Le must carry sur le réseau câblé, c'est tout autre chose. La situation est complètement différente. Il n'y a pas deux réseaux câblés concurrents sur une même ville. C'est pourquoi la référence au must carry me paraît en l'occurrence quelque peu fallacieuse, madame la ministre.
En ce qui me concerne, pour ne pas avoir à arbitrer dans un sens ou dans l'autre, comme aucune des deux solutions ne me satisfait, je ne voterai ni l'une ni l'autre. Je m'abstiendrai en espérant - comme je l'ai dit dans mon propos introductif - que, puisque vous en avez encore la liberté, vous laisserez au chef d'entreprise de France Télévision le soin de négocier avec ses partenaires sa présence sur le bouquet satellitaire concurrent, le prenant ainsi pour un véritable chef d'entreprise et faisant de France Télévision une véritable entreprise présente sur le marché.
Mme Catherine Tasca, ministre de la culture et de la communication. Je demande la parole.
M. le président. La parole est à Mme la ministre.
Mme Catherine Tasca, ministre de la culture et de la communication. Les pouvoirs publics ne contestent pas la décision qui a été prise en son temps par le président de France Télévision de s'allier à TPS, ne serait-ce que dans la mesure où cela a permis l'émergence d'un deuxième bouquet, ce qui constitue un élément positif dans notre paysage audiovisuel.
Le Gouvernement sait parfaitement que, aujourd'hui, le secteur public s'inscrit aussi dans la concurrence.
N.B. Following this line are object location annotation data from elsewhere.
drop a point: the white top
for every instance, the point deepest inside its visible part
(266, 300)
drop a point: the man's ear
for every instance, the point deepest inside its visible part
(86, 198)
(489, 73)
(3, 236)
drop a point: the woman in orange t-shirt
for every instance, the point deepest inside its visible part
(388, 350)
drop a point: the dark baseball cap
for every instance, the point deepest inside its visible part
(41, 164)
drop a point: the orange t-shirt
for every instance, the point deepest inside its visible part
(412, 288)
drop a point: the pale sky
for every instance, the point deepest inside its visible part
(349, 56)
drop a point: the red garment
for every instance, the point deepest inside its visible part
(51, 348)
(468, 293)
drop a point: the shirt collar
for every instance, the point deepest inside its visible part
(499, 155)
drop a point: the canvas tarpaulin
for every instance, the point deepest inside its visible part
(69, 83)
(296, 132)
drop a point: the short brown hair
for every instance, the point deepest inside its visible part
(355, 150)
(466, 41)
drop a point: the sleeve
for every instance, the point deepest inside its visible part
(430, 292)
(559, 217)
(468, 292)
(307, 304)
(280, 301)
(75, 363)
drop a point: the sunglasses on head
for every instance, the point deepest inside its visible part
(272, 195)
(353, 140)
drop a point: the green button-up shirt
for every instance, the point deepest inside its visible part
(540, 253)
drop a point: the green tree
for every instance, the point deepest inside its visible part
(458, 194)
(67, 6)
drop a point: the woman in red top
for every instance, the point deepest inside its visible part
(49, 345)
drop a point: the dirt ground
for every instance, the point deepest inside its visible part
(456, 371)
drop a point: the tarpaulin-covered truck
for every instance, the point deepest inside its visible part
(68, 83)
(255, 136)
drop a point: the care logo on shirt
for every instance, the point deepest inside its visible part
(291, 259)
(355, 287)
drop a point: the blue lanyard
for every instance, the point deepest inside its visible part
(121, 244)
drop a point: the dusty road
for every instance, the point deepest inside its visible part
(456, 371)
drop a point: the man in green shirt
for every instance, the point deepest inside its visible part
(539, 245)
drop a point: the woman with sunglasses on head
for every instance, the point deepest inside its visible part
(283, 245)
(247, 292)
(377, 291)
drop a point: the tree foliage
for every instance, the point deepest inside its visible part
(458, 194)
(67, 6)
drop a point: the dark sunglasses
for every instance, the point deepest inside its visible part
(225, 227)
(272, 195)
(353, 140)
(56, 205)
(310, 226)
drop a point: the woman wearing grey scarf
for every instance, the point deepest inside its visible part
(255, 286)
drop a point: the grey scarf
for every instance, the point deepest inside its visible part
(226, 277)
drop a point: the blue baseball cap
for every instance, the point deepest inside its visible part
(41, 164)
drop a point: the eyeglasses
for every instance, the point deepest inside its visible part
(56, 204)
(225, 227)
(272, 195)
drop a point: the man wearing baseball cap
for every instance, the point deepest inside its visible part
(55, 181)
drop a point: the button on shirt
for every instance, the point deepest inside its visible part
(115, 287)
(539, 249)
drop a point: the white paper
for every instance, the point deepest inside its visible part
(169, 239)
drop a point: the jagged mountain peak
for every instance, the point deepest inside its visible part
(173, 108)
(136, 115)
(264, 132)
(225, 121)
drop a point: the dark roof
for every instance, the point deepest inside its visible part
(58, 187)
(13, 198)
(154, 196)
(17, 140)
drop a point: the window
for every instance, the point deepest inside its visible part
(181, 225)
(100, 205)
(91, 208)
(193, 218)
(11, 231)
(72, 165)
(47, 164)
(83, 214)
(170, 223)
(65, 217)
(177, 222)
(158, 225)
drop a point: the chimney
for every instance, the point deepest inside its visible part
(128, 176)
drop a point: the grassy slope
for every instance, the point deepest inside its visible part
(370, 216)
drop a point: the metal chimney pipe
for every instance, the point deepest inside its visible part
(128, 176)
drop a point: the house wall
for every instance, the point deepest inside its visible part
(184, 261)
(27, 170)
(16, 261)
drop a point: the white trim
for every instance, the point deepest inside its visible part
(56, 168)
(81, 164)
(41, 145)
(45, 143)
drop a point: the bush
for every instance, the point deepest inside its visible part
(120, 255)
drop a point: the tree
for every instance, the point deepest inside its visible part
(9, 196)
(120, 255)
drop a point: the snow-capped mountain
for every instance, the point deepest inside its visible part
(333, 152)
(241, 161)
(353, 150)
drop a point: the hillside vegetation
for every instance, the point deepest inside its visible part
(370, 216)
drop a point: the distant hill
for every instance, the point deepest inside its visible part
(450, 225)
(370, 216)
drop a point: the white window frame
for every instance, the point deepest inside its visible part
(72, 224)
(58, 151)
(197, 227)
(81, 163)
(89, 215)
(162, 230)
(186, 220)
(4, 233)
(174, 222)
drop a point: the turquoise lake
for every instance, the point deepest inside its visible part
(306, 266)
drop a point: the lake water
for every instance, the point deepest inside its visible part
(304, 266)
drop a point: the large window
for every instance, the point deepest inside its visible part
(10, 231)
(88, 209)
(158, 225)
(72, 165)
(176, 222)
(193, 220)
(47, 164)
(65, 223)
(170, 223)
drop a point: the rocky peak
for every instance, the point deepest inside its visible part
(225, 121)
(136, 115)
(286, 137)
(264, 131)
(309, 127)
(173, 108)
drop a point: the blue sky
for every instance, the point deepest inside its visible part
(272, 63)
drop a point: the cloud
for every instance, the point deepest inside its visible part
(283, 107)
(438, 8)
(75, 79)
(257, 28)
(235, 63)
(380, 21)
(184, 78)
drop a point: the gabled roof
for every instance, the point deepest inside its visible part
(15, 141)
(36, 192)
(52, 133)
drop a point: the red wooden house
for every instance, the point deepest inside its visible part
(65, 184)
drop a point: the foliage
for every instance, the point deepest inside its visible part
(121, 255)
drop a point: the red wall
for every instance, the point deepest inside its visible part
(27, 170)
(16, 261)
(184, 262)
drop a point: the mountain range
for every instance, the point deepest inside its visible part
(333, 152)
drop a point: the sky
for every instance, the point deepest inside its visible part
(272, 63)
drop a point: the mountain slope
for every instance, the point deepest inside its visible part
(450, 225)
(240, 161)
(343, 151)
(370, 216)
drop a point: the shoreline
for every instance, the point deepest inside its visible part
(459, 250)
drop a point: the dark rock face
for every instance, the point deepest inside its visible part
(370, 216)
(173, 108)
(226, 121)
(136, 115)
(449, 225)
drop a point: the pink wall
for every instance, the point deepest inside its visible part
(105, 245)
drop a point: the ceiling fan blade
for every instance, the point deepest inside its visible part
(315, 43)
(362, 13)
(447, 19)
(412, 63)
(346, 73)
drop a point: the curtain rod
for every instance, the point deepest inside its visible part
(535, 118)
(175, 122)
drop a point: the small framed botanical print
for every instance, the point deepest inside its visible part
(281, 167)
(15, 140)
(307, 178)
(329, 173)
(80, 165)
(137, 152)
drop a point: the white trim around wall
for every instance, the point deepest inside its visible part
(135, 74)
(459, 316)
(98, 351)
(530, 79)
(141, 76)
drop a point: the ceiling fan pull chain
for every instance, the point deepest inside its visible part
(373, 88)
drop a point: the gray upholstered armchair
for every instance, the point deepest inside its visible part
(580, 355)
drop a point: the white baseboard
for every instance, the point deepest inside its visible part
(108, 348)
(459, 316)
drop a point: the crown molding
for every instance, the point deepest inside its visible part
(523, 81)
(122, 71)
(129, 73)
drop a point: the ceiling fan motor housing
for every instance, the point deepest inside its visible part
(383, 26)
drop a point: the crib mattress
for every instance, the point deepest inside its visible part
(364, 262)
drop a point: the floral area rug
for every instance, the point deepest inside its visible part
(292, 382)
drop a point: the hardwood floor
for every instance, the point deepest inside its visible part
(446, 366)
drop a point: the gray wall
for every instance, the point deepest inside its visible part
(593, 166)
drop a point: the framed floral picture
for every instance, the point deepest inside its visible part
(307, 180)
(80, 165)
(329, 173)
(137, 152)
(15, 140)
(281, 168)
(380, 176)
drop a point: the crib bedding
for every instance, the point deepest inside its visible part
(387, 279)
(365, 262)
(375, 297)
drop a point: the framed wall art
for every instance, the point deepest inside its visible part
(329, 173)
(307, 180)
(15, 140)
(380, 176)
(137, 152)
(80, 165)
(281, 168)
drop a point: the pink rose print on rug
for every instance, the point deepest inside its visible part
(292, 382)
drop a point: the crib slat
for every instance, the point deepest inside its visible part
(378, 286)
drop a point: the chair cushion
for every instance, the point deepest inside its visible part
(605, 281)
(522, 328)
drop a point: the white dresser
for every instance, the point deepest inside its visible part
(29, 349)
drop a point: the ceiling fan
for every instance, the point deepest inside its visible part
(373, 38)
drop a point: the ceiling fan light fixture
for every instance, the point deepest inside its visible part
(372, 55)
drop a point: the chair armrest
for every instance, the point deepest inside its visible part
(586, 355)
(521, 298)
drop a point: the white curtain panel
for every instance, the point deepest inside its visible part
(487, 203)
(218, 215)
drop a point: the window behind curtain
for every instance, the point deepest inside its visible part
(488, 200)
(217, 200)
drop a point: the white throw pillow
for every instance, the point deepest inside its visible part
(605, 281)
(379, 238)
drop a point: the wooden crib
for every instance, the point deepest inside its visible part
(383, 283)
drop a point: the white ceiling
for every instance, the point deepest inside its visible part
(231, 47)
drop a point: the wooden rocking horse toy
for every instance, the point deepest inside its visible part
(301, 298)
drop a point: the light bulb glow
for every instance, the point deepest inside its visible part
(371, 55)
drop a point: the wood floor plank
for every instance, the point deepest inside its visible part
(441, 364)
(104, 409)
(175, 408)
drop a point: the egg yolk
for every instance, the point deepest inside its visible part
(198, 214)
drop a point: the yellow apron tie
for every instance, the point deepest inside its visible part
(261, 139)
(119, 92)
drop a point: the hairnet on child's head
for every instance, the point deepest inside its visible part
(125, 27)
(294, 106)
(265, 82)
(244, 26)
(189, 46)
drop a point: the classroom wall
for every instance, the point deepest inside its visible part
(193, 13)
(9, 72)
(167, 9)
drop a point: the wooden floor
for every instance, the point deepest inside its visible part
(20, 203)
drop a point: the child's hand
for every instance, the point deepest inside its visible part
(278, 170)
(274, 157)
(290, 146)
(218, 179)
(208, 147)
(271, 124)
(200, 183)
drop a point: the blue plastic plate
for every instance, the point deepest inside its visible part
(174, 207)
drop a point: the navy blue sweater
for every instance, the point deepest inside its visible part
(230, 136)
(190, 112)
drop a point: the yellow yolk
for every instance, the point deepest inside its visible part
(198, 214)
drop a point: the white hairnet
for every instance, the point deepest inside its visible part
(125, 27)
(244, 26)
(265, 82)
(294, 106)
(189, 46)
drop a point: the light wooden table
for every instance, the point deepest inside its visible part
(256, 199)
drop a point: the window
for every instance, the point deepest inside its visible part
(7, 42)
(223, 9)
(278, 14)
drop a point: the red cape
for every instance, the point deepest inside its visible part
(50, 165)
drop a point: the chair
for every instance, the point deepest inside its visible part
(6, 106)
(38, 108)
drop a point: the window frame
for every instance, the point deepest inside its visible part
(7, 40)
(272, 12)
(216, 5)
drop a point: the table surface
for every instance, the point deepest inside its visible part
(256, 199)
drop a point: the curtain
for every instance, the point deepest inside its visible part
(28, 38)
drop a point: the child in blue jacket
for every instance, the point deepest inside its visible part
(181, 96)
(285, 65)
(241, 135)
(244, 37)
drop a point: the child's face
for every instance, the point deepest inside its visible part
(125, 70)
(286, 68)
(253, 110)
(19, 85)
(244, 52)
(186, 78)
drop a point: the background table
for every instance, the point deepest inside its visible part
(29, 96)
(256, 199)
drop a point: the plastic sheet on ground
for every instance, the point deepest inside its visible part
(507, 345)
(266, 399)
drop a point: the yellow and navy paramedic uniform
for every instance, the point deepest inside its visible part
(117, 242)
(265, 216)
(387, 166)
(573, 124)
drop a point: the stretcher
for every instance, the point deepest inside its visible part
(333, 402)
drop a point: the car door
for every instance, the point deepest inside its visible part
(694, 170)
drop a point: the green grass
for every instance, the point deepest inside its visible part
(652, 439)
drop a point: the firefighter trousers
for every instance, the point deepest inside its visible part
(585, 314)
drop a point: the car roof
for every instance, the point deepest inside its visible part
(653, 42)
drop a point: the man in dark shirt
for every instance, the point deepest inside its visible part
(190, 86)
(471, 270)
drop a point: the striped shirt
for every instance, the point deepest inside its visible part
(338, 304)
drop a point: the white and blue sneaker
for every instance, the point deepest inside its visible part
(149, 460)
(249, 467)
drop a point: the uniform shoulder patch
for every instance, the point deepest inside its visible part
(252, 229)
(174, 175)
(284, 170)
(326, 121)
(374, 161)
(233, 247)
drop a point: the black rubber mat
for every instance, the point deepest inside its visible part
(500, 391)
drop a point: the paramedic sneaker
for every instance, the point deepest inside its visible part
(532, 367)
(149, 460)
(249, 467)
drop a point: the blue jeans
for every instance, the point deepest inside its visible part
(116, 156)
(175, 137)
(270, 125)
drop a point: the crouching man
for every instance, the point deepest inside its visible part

Mais il lui voit des missions spécifiques et des responsabilités spécifiques à l'égard de la desserte des téléspectateurs. D'ailleurs, c'est bien ce qui justifie que vous soyez en train de légiférer sur l'avenir du secteur public. Ce n'est pas la liberté de l'entrepreneur qui est en jeu : c'est le service public que nous devons aux téléspecteurs. Or, de ce point de vue, le must carry est une nécessité.
M. le président. Personne ne demande plus la parole ?...
Je mets aux voix l'amendement n° 107, repoussé par le Gouvernement.

(L'amendement est adopté.)
M. le président. En conséquence, l'article 27 bis A est supprimé, et l'amendement n° 201 n'a plus d'objet.